Pochi minuti dopo erano di nuovo insieme.
«Come sta nonna?».
«Nonna dorme. Un dottore gentile me l’ha fatta vedere in foto sul suo telefono. Non sono nemmeno riuscito a entrare, dicono che è troppo pericoloso».
«Cosa ti hanno detto, si riprenderà?».
«Mi hanno detto che rispetto a ieri sta meglio e poi che non devo sentirmi in colpa».
«No, non devi».
«Ho chiesto al dottore che appena nonna si sveglia deve abbracciarla da parte mia e dirle che gli voglio bene».
«Bravo, nonna sarà felice».
«Hai trovato poi il coniglio?».
«Intendi la lepre?».
«Sì! La lepre, scusa».
«No, non l’ho più vista».

La coppia si salutò senza alcuna effusione, in linea con le tendenze del periodo e, dopo una cena frugale, chiamò suo figlio per la solita telefonata di ricognizione, come piaceva dire a lui. Stavano tutti bene ed era tutto quello che avevano da dirsi, tutto ciò che importava. Quando fu davanti allo specchio del bagno per lavarsi i denti, l’uomo ebbe lo stesso sussulto provato quel pomeriggio, dopo che il bambino gli aveva detto il nome della nonna. Lui lo ricordava bene quel nome, era finito anche sui giornali, tanti anni fa. Quella donna, all’ottavo mese di gravidanza, era finita in ospedale d’urgenza con l’utero rotto in più parti e una seria emorragia interna. La figlia nacque clinicamente morta ma, grazie alla moglie e alla sua equipe, dopo dieci minuti di rianimazione si era ripresa e qualche giorno dopo lasciò addirittura l’ospedale coi genitori. La madre, come segno di gratitudine, diede alla figlia lo stesso nome della dottoressa che le aveva salvato la vita. In seguito, nei primi anni di vita della bambina, sua moglie si tenne in contatto con la donna e la sua famiglia, mentre lui non li aveva mai incontrati. L’incontro fortuito del pomeriggio aveva chiuso quel cerchio e l’uomo si chiese se fosse solo un caso.

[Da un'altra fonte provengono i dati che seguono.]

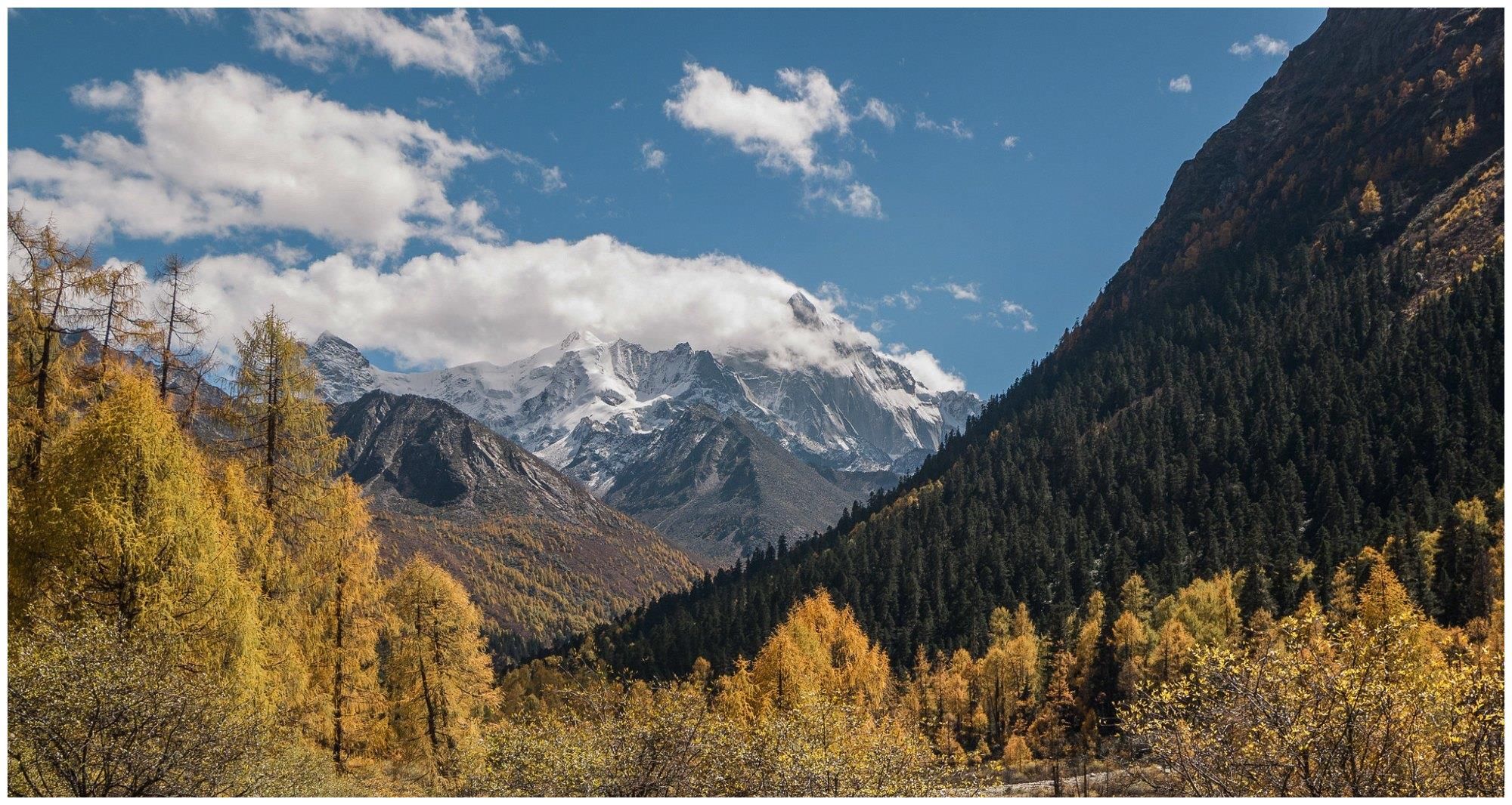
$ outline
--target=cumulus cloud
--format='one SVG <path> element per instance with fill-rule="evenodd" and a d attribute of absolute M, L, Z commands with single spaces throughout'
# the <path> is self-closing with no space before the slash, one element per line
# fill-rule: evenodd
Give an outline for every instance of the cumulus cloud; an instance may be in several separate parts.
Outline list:
<path fill-rule="evenodd" d="M 355 110 L 234 66 L 139 71 L 125 89 L 76 100 L 119 104 L 139 139 L 91 131 L 64 137 L 68 156 L 9 154 L 9 204 L 54 214 L 73 239 L 299 230 L 390 252 L 411 237 L 497 236 L 475 204 L 446 193 L 458 168 L 496 154 L 393 110 Z"/>
<path fill-rule="evenodd" d="M 950 134 L 959 140 L 969 140 L 972 137 L 971 128 L 960 118 L 951 118 L 948 124 L 936 122 L 928 118 L 924 112 L 919 112 L 913 118 L 913 127 L 922 128 L 925 131 L 937 131 L 940 134 Z"/>
<path fill-rule="evenodd" d="M 655 140 L 646 140 L 641 143 L 641 168 L 647 171 L 661 171 L 667 166 L 667 151 L 656 148 Z"/>
<path fill-rule="evenodd" d="M 777 83 L 786 97 L 767 88 L 741 86 L 718 69 L 694 62 L 662 109 L 683 128 L 730 140 L 758 165 L 780 174 L 798 174 L 804 199 L 821 201 L 842 213 L 881 217 L 881 199 L 866 184 L 851 180 L 851 165 L 820 154 L 821 134 L 850 133 L 845 110 L 848 85 L 835 86 L 820 69 L 780 69 Z"/>
<path fill-rule="evenodd" d="M 499 150 L 499 156 L 516 166 L 514 180 L 520 184 L 535 187 L 543 193 L 555 193 L 556 190 L 567 189 L 567 181 L 562 180 L 562 169 L 555 165 L 546 165 L 535 157 L 528 157 L 508 148 Z"/>
<path fill-rule="evenodd" d="M 304 246 L 290 246 L 283 240 L 274 240 L 263 251 L 268 252 L 268 257 L 271 257 L 277 266 L 293 266 L 310 260 L 310 249 L 305 249 Z"/>
<path fill-rule="evenodd" d="M 898 115 L 892 110 L 891 106 L 881 103 L 877 98 L 866 98 L 866 106 L 862 107 L 860 116 L 871 118 L 880 122 L 889 131 L 892 131 L 892 128 L 898 125 Z"/>
<path fill-rule="evenodd" d="M 832 326 L 798 323 L 788 301 L 807 296 Z M 650 349 L 679 341 L 711 350 L 765 349 L 779 367 L 832 365 L 835 341 L 880 349 L 875 335 L 835 314 L 777 272 L 726 255 L 668 257 L 609 236 L 473 245 L 416 257 L 393 270 L 340 252 L 280 270 L 260 255 L 200 260 L 194 304 L 210 311 L 210 341 L 275 305 L 313 337 L 330 329 L 408 365 L 507 362 L 575 329 Z M 927 352 L 900 358 L 931 388 L 959 388 Z"/>
<path fill-rule="evenodd" d="M 1024 332 L 1034 332 L 1034 314 L 1028 311 L 1024 305 L 1004 299 L 998 310 L 1009 317 L 1009 326 L 1022 329 Z"/>
<path fill-rule="evenodd" d="M 1234 42 L 1229 45 L 1229 53 L 1238 56 L 1240 59 L 1249 59 L 1253 54 L 1261 56 L 1285 56 L 1291 53 L 1291 45 L 1285 39 L 1275 39 L 1266 36 L 1264 33 L 1256 33 L 1247 42 Z"/>
<path fill-rule="evenodd" d="M 966 382 L 960 376 L 945 372 L 939 359 L 927 349 L 909 350 L 903 344 L 889 344 L 888 356 L 907 367 L 913 379 L 936 391 L 965 391 Z"/>
<path fill-rule="evenodd" d="M 683 65 L 676 95 L 664 104 L 685 128 L 726 137 L 762 166 L 804 177 L 845 177 L 848 165 L 820 160 L 815 137 L 850 130 L 850 115 L 836 88 L 818 69 L 777 71 L 789 98 L 761 86 L 742 88 L 729 76 L 697 63 Z"/>
<path fill-rule="evenodd" d="M 550 56 L 550 48 L 528 41 L 517 26 L 496 26 L 481 12 L 475 20 L 464 9 L 422 15 L 417 26 L 380 9 L 257 9 L 253 39 L 311 69 L 370 54 L 395 69 L 428 69 L 473 86 L 507 76 L 514 62 Z"/>
<path fill-rule="evenodd" d="M 883 217 L 881 214 L 881 199 L 871 187 L 853 181 L 845 187 L 839 189 L 820 189 L 809 195 L 810 199 L 823 199 L 829 202 L 836 210 L 853 214 L 856 217 Z"/>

Poi gli venne una gran voglia di tornare in bici. Così, assecondando quell’impulso, scese di nuovo in garage e, dopo aver testato positivamente i fari della bicicletta, fu di nuovo in strada.
Gli bastarono pochi minuti all’aria aperta, immerso in quella semioscurità, per comprendere che l’intuizione avuta poco prima stava dando i suoi frutti: a ogni pedalata, infatti, si sentiva più leggero e il senso di inadeguatezza che gli si era appiccicato addosso in quelle giornate si stava finalmente scollando, lasciando il posto a una crescente tranquillità. Aveva sempre contemplato il vuoto dell’assenza lasciato dalla moglie come un silenzio assordante che non ne vuol sapere di scorrere. Che si accumulava e basta, giorno dopo giorno. Le pedalate di quella notte, invece, diluirono un poco quel peso, dando un senso compiuto al presente. E anche se in cuor suo sapeva che, una volta tornato a casa, sarebbe rimasto di nuovo solo con quel vuoto, quel carico indicibile che è il silenzio e la distanza infinita dall’amore della sua vita, non si arrese e continuò a pedalare un altro po’, sfrecciando tra quei vicoli deserti e tortuosi, fino a che le gambe glielo avessero permesso, stando attento a non investire qualche povera creatura. Magari un malcapitato coniglio.
Magari una lepre.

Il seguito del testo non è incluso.